For collectors, digital artwork is worth spending millions on, and for those who don’t believe it, all you have to do is look at Vignesh Sundaresan, the Singapore-based investor who bought Beeple’s digital artwork “Everydays: The First 5000 Days.”

He purchased the painting for $69 million during a virtual auction hosted by Christie’s, and Sundaresan plans to put the artwork on display in multiple virtual world environments. In fact, he’s reportedly working with architects to design gallery complexes that people can enter through virtual reality technology or web browsers.

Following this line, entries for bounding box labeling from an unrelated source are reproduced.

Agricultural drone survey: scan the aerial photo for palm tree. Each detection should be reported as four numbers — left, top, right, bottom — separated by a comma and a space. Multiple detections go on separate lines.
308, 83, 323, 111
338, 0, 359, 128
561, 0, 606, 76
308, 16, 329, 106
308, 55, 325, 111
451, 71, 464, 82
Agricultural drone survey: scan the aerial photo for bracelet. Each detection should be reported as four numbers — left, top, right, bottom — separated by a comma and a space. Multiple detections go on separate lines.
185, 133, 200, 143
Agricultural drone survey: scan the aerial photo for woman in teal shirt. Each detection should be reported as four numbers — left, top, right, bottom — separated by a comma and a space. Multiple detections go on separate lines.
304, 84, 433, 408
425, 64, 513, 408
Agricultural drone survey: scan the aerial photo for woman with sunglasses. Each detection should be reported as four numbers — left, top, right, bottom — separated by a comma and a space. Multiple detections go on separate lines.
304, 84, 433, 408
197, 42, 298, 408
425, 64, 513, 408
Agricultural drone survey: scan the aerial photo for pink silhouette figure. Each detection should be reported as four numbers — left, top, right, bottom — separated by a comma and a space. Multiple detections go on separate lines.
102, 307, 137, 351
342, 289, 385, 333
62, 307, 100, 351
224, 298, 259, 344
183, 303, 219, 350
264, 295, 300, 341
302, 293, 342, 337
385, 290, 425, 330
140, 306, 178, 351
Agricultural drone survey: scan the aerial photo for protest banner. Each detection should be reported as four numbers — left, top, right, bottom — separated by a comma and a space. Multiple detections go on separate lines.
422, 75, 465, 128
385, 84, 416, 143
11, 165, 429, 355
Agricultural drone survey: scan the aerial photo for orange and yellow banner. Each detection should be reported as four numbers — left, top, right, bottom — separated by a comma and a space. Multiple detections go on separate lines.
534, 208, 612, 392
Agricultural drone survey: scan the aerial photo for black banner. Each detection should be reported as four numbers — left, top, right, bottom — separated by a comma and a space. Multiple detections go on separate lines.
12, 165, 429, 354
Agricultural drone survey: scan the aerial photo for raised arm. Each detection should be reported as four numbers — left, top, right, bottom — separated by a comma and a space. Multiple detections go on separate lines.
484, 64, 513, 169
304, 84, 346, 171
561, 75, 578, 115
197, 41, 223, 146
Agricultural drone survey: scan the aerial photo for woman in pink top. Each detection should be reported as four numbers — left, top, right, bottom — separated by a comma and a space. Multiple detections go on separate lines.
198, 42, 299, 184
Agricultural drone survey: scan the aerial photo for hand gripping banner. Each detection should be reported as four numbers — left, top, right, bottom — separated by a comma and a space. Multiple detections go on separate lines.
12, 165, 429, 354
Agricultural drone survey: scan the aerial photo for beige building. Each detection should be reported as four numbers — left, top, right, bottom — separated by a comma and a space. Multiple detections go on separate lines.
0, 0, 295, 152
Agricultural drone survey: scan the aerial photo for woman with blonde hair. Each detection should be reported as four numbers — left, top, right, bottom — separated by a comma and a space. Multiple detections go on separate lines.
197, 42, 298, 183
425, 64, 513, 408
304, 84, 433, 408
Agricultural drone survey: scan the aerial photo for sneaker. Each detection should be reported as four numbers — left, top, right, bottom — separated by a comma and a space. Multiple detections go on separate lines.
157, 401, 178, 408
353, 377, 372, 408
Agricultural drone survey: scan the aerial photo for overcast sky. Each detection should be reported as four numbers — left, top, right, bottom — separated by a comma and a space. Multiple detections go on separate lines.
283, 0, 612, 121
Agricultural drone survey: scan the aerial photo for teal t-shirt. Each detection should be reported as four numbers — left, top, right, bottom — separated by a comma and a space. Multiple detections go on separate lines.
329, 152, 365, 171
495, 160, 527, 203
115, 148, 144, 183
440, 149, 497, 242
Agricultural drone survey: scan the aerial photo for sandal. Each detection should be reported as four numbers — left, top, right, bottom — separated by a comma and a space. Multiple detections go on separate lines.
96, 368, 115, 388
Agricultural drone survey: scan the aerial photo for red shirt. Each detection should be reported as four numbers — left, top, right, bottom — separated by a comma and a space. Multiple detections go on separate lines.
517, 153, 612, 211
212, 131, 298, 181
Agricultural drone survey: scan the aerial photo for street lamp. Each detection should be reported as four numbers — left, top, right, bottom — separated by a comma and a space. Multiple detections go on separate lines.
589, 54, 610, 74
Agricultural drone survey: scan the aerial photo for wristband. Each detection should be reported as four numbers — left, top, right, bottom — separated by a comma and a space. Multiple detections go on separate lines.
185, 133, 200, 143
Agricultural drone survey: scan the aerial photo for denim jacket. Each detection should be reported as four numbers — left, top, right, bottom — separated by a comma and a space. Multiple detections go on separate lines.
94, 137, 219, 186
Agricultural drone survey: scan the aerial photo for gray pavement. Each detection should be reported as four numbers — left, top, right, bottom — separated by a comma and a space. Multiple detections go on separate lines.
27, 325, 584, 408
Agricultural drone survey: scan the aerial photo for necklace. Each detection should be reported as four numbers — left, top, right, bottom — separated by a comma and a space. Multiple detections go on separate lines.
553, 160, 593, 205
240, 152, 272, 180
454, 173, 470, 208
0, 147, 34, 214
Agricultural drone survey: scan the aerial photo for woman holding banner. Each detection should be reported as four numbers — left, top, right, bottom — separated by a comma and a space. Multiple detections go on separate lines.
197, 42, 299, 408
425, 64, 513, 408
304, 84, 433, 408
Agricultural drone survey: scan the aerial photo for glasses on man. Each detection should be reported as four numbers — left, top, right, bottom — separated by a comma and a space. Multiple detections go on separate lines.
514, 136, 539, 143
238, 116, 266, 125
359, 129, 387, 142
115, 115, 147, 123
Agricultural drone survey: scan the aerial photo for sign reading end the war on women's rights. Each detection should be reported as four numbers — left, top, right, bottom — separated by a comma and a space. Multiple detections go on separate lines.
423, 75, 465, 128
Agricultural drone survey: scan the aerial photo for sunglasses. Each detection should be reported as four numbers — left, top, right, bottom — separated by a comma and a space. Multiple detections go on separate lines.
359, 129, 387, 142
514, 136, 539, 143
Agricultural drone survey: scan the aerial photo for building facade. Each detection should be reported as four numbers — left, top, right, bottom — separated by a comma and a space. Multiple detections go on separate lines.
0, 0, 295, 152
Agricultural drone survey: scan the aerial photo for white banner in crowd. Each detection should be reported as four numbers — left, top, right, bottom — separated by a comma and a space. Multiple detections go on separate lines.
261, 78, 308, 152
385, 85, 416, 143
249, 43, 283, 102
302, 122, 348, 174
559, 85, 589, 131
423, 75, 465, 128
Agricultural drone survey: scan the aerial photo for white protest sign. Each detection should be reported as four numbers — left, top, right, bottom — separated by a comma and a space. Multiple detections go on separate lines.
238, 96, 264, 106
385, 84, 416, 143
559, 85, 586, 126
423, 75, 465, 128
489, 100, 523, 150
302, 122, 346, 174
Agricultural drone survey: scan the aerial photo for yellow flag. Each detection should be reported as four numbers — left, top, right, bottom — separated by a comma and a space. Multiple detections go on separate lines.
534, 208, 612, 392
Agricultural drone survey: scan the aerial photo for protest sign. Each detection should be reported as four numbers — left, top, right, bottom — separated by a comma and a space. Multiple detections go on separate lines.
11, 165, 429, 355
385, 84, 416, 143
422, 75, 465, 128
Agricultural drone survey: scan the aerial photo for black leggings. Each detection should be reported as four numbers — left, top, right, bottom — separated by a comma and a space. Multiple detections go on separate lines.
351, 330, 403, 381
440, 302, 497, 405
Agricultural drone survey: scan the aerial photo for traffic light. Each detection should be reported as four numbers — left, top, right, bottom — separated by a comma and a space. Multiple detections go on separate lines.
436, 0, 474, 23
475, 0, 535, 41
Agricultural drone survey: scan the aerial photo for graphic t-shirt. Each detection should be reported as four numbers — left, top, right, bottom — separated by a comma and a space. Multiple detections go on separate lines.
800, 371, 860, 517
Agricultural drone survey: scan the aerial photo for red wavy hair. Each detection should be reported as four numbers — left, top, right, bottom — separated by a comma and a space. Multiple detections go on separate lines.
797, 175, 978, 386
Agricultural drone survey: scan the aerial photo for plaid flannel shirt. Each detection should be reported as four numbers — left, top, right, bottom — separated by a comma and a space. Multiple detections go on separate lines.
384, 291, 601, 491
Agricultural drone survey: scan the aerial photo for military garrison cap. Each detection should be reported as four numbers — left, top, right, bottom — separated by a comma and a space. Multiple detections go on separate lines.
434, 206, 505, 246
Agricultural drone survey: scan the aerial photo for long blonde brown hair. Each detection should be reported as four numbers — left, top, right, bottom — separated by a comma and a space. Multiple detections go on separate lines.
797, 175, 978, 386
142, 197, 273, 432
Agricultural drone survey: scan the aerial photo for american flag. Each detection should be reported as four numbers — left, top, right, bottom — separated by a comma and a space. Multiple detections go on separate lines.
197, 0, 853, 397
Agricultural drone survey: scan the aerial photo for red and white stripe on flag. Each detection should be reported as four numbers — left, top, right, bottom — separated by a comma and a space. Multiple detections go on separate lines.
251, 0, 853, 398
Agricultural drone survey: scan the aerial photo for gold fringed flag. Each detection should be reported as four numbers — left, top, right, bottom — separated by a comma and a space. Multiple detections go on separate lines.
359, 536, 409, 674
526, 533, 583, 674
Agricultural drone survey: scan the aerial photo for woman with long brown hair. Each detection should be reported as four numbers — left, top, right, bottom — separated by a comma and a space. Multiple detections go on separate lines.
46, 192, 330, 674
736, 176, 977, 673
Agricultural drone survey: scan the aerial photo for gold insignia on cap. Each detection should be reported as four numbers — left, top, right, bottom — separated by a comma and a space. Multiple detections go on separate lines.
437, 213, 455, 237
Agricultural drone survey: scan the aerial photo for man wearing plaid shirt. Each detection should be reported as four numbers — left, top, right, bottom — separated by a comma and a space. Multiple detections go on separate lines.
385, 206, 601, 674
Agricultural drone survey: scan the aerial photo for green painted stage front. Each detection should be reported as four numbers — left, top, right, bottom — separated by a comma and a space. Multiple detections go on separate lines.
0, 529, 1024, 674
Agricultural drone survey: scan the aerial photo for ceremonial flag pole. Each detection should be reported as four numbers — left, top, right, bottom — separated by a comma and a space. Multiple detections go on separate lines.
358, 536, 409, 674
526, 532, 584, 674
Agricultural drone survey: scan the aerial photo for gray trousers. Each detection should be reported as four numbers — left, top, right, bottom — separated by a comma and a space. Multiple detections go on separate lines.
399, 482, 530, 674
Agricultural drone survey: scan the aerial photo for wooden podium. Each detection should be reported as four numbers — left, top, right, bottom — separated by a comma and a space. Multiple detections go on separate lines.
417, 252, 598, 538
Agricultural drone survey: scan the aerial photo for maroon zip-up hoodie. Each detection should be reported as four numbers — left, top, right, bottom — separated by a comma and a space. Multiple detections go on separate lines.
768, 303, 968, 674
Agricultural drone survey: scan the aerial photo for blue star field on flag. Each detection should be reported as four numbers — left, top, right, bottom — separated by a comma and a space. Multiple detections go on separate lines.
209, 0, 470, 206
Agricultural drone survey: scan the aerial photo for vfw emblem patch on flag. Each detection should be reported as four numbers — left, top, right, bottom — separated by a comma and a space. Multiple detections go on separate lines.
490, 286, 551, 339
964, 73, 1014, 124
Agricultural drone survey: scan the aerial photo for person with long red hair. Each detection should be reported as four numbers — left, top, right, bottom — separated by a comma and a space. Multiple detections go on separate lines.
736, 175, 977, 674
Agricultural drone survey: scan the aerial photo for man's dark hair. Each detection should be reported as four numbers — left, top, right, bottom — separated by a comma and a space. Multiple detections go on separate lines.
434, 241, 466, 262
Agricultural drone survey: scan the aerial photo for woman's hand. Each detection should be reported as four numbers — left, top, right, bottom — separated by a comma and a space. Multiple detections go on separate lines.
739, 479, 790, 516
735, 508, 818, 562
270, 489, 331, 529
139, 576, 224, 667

Of course, once the metaverse comes into fruition, seeing Sundaresan’s art collection will be like stepping into a real art gallery. You’ll be able to visit it with friends, mosey around, and maybe even meet Sundaresan and Beeple as well.

3. NFT fashion

In the physical world, consumers like to look good, and that desire won’t change in the metaverse. People are currently buying clothes, shoes, and designer bags to outfit their avatars in style.

Recently, Gucci showcased its Dionysus bag on Roblox’s platform and generated $4,115. For context, that’s more money than the cost of the physical item. So, it’s safe to assume that people are placing more emphasis on their digital assets than their physical ones.

However, big-name luxury brands aren’t the only ones that people are focusing on. Smaller companies are also selling fashionable pieces that consumers are purchasing. For example, in February 2021, RTFKT—which is considered the frontrunner in NFT fashion—sold around 600 pairs of virtual sneakers and earned $3.1 million in seven minutes.

It’s not too late to own digital assets

As tech companies build the metaverse, consumers will continue to prepare for it by purchasing digital assets that they will own and use in the virtual world. And if you want to get involved, it’s not too late.

There are plenty of NFTs that you can buy to start creating the avatar and lifestyle that you want in the metaverse. All you have to do is get on a credible NFT marketplace and find something you want to buy.